Wheelchairs with Grandma Tour Beijing VR Travel Lets You Stay at Home

Recently, Zhang Wei, a young man from Anhui Province, used a wheelchair to push a 78-year-old grandmother to Beijing. From Tiananmen Square to the Forbidden City, from the plane high-speed rail to the high-end restaurant, all experience it again. Zhang Wei said that her grandmother had two strokes and she could not take care of herself. It was her biggest dream to see Tiananmen Square. “In the past, my grandmother sent me to school. Now I have to take her hand and go where she wants to go most.” The filial piety of the young man is really touching. In fact, with the advent of VR technology, maybe the future is not enough. You can accompany the elderly to travel at home.

The concept of VR+ travel is very hot recently: Zhannadu launches VR content platform travel VR App, eLong has released a number of hotel panoramic videos, air travel hopes to provide a panoramic video experience of the inn, and Huilian Jiejing announced that it has completed more than 4,000 scenic spots in the country. With the panoramic data collection, Dreamcatcher is creating a multiplayer online VR spacetime travel product...

With regard to travel itself, people just want to see more different scenes than local ones. In other words, customers are paying for the experience. In foreign countries, travel companies like Thomas Cook, Qantas Airways and Canada’s Destination BC currently have mature VR travel videos.

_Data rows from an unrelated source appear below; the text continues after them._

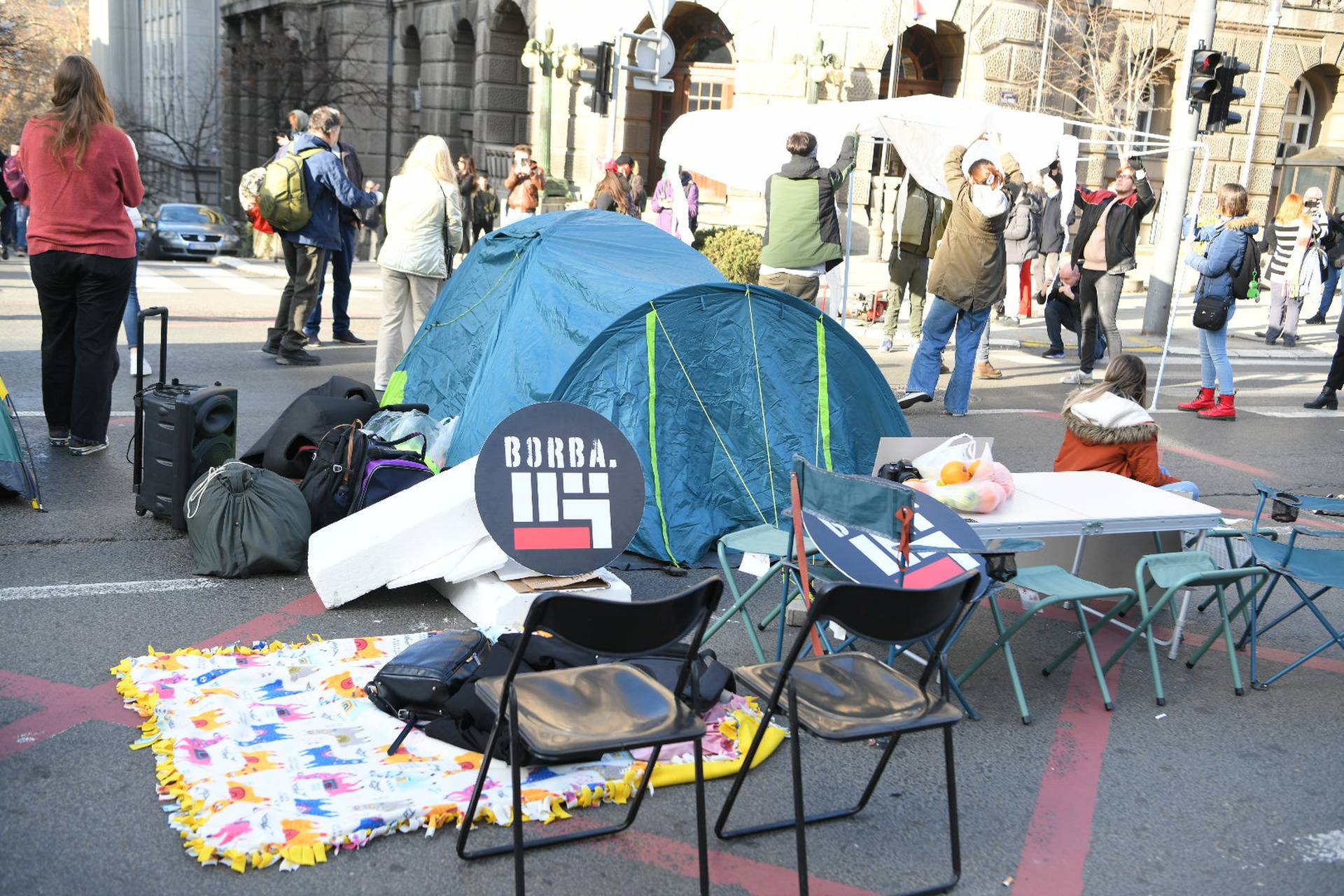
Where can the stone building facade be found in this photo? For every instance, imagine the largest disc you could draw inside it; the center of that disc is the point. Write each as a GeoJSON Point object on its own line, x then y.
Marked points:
{"type": "Point", "coordinates": [457, 71]}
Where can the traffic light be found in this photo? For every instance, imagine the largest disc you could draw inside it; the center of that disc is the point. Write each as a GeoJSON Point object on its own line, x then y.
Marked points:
{"type": "Point", "coordinates": [1203, 85]}
{"type": "Point", "coordinates": [598, 77]}
{"type": "Point", "coordinates": [1219, 108]}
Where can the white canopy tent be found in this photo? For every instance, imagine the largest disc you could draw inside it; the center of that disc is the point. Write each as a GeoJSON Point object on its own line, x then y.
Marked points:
{"type": "Point", "coordinates": [743, 147]}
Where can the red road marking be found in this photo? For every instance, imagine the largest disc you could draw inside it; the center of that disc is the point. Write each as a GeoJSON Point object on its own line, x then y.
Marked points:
{"type": "Point", "coordinates": [66, 706]}
{"type": "Point", "coordinates": [726, 869]}
{"type": "Point", "coordinates": [1059, 836]}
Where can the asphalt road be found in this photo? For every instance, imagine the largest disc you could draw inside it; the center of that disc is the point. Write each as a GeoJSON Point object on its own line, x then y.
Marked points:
{"type": "Point", "coordinates": [1211, 794]}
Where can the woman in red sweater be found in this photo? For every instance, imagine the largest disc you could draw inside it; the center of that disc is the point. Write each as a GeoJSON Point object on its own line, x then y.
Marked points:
{"type": "Point", "coordinates": [1107, 429]}
{"type": "Point", "coordinates": [83, 174]}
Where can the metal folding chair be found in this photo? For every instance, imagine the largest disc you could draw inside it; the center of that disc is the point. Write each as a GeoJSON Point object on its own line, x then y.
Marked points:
{"type": "Point", "coordinates": [853, 696]}
{"type": "Point", "coordinates": [1294, 566]}
{"type": "Point", "coordinates": [588, 711]}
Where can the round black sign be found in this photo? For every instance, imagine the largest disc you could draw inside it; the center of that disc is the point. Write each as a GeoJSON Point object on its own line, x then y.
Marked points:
{"type": "Point", "coordinates": [559, 488]}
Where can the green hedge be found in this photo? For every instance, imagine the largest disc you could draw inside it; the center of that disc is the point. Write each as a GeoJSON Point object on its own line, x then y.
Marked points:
{"type": "Point", "coordinates": [734, 251]}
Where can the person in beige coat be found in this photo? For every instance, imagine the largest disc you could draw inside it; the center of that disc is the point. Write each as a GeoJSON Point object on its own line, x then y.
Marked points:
{"type": "Point", "coordinates": [967, 277]}
{"type": "Point", "coordinates": [424, 216]}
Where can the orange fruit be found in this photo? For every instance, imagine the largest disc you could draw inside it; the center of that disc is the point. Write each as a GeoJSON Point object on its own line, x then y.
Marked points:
{"type": "Point", "coordinates": [953, 472]}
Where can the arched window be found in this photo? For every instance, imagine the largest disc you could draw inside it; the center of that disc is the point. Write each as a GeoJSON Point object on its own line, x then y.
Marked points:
{"type": "Point", "coordinates": [1298, 128]}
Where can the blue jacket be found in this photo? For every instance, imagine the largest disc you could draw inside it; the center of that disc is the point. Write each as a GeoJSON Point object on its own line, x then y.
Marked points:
{"type": "Point", "coordinates": [1222, 257]}
{"type": "Point", "coordinates": [328, 188]}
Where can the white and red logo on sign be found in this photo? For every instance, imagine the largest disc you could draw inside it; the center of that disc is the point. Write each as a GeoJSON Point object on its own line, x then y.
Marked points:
{"type": "Point", "coordinates": [559, 488]}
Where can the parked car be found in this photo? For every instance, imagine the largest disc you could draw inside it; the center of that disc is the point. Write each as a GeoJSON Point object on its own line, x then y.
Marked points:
{"type": "Point", "coordinates": [183, 230]}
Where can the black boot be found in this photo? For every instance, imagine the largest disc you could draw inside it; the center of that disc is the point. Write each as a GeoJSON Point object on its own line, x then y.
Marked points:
{"type": "Point", "coordinates": [1327, 400]}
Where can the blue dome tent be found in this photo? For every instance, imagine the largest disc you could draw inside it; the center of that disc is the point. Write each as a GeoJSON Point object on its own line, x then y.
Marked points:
{"type": "Point", "coordinates": [717, 384]}
{"type": "Point", "coordinates": [524, 304]}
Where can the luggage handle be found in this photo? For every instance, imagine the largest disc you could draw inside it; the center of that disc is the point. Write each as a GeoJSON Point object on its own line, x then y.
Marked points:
{"type": "Point", "coordinates": [140, 383]}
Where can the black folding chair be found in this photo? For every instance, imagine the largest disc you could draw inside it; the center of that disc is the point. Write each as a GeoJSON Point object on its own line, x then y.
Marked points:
{"type": "Point", "coordinates": [854, 696]}
{"type": "Point", "coordinates": [587, 711]}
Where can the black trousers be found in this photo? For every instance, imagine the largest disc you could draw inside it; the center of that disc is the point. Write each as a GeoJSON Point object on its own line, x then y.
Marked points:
{"type": "Point", "coordinates": [83, 298]}
{"type": "Point", "coordinates": [1335, 379]}
{"type": "Point", "coordinates": [304, 265]}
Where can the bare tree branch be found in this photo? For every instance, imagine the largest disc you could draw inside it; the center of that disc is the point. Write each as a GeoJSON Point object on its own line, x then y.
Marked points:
{"type": "Point", "coordinates": [1107, 64]}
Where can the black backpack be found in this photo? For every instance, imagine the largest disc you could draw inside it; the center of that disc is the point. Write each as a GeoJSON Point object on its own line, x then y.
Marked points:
{"type": "Point", "coordinates": [1246, 280]}
{"type": "Point", "coordinates": [335, 479]}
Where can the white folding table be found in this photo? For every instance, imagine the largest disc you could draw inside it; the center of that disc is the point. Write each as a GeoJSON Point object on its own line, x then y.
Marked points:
{"type": "Point", "coordinates": [1091, 504]}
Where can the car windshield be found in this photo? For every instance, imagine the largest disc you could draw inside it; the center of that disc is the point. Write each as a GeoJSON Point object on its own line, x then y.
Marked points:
{"type": "Point", "coordinates": [191, 214]}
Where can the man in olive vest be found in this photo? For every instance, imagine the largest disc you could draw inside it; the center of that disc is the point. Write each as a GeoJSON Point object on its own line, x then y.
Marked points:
{"type": "Point", "coordinates": [913, 244]}
{"type": "Point", "coordinates": [802, 227]}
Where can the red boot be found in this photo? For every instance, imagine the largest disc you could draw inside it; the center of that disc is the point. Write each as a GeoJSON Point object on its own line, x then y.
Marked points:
{"type": "Point", "coordinates": [1222, 412]}
{"type": "Point", "coordinates": [1202, 402]}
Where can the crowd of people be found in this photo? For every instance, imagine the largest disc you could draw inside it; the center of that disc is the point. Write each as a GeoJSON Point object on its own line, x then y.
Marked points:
{"type": "Point", "coordinates": [1000, 242]}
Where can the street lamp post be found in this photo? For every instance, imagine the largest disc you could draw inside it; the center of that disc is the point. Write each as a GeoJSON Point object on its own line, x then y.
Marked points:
{"type": "Point", "coordinates": [547, 61]}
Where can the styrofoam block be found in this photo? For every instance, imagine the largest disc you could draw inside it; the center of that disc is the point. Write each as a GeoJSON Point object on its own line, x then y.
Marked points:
{"type": "Point", "coordinates": [403, 532]}
{"type": "Point", "coordinates": [486, 556]}
{"type": "Point", "coordinates": [435, 568]}
{"type": "Point", "coordinates": [488, 602]}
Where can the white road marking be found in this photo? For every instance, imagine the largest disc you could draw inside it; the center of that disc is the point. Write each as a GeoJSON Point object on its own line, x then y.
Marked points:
{"type": "Point", "coordinates": [150, 280]}
{"type": "Point", "coordinates": [104, 589]}
{"type": "Point", "coordinates": [230, 281]}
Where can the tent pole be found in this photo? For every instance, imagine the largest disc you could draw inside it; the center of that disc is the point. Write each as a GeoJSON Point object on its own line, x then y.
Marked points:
{"type": "Point", "coordinates": [1180, 281]}
{"type": "Point", "coordinates": [848, 232]}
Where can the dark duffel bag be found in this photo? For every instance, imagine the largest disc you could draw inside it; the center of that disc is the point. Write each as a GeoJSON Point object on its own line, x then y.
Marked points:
{"type": "Point", "coordinates": [417, 682]}
{"type": "Point", "coordinates": [335, 480]}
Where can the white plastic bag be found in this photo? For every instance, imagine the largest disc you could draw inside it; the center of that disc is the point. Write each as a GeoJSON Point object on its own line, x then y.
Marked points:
{"type": "Point", "coordinates": [958, 448]}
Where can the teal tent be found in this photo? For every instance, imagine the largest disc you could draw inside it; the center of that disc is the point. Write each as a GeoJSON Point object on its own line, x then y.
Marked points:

Future VR tours can be played with people in real attractions and virtual worlds. Visitors at real attractions wear headsets and can communicate with users in the virtual world through voices. People in different places can meet each other in a “place” and eventually realize “from reality to virtual reality, from virtual reality to reality. "All connections.

The world is so big. I want to see it. Maybe at home there will be enough time and energy to complete this dream. In the future, as technology becomes more user-friendly, VR tourism may be a new trend.